Le tic-tac des visites à domicile

Le financement des soins se réinvente sans cesse pour tenter de limiter un maximum les coûts de la santé. L’Aide et soins à domicile va de l’avant pour proposer elle aussi des solutions pour optimiser son fonctionnement. Le minutage des visites à domicile en fait partie.

Arrivée au pas de la porte, Magali Gaugey sonne et pianote sur sa tablette numérique avec agilité. Le temps de trajet est terminé et débute maintenant le temps de prise en soins. Et cela, la tablette a besoin de le savoir. L’opération se passe en quelques secondes. Tout est fini avant même que la cliente ouvre la porte. L’infirmière du Réseau Santé de la Sarine de l’antenne de Granges-Paccot à Fribourg s’annonce avec un large sourire et une chaleureuse poignée de main. Alors que la consultation commence, l’outil tactile trouve sa place sur la table de la cuisine et minute le temps de la visite qui se partage cette fois-ci entre soins de base et temps de conseil: deux prestations différentes à deux tarifs différents.

Les minutes passent sous le regard attentif du chronomètre que la cliente et l’infirmière semblent presque oublier entre le plateau de fruits et quelques boîtes de médicaments vides.

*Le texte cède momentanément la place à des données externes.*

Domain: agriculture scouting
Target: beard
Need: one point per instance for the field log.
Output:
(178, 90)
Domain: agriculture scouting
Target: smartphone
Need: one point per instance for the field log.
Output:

Au moment de prendre congé de sa cliente, Magali Gaugey récupère son outil de travail et, une fois le seuil franchi, ses doigts s’agitent à nouveau: elle corrige le temps de conseil finalement plus long que prévu et clôture la visite. La machine continue pourtant son minutage. Le temps de trajet court désormais jusqu’au prochain client. La tournée ne fait que commencer!

«La tablette fait partie du paysage»
Stressant, ce minutage qui calcule chaque activité d’une journée de travail? «Aujourd’hui, les clients sont habitués à nous voir arriver avec une tablette qui chronomètre nos visites. Elle fait partie du paysage. Les temps prévus pour les soins correspondent à une ou deux minutes près. Ce n’est donc pas un facteur de stress», répond l’infirmière au volant de sa voiture dans les rues de la capitale fribourgeoise. «Et si le client a besoin exceptionnellement de plus de temps à cause d’une prestation imprévue, il est toujours possible de l’ajouter dans le système sur le moment.»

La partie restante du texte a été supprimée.